Running the PDF to HTML5 Converter

view-example-source-code

[Click to edit the title]

Help & Code Samples

Keep updated on changes with our RSS feed

How do I run the software directly from the jar?

The single jar file can be placed anywhere - you will just need to ensure Java is installed (we recommend Java 7). You will also need to be able to write to the output location.

You can run the PDF to HTML5 conversion program directly from the jar - for example if you wanted to use it from some other language or script.

 

Quickstart (if your PDF files do not contain JPEG2000 or Tif images)

To run it, use:

java -jar $path_to_jar/JPDF2HTML.jar $dir_with_pdf_files $output

$path_to_jar is the location of the jar, $dir_with_pdf_files is the location of the PDF files to convert, and $output is where to place the converted files.
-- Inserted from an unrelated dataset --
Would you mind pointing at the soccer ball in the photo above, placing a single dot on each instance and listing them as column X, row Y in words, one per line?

If a directory does not exist it will be created.

 

All PDF files

You will need the additional JAI jars - you can download them from here.

 

java  -Dorg.jpedal.jai=true -cp $path_to_jar/JPDF2HTML.jar:$path_to_jai/jai_codec.jar:$path_to_jai/jai_core.jar.jar:$path_to_jai/imageio.jar org/jpedal/examples/html/ExtractPagesAsHTML $dir_with_pdf_files $output

  

Important note for Windows developers: separate the jars with a semi-colon ; rather than a colon :

 

My Example

Here is my test example:

java -Xmx512M -Dorg.jpedal.jai=true -jar JPDF2HTML.jar /Users/markee/pdfs/ /Users/markee/output/

 

You may also want to increase the memory used.

 

What sort of output will I get? 

The code can generate several types of output including:-

  • a total conversion of the PDF to HTML5 (with text using embedded fonts) and shapes rendered on Canvas (TEXT_AS_TEXT) - default setting
  • All content rendered to Canvas (TEXT_AS_SHAPE).
  • All content rendered to an image with visible text to allow text selection (TEXT_VISIBLE_ON_IMAGE)
  • All content rendered to an image with invisible text to allow text selection (TEXT_INVISIBLE_ON_IMAGE)
You can set them in the ExtractPagesAsHTML example or see them all by setting the JVM flag to
  • -Dorg.jpedal.pdf2html.textMode="all" (all modes)
  • -Dorg.jpedal.pdf2html.textMode="shape"
  • -Dorg.jpedal.pdf2html.textMode="visible"
  • -Dorg.jpedal.pdf2html.textMode="invisible"

Do I need any additional jars? 

Possibly. If the PDF is encrypted, or contains Tiff data. Full details are  here.

 

How do I generate SVG instead? 

There are separate tutorial here.

 

 

How do I include the HTML5 conversion software in my Java code?

There is a documented Java PDF to HTML5 example written which is included in the jar. Click to view the source code.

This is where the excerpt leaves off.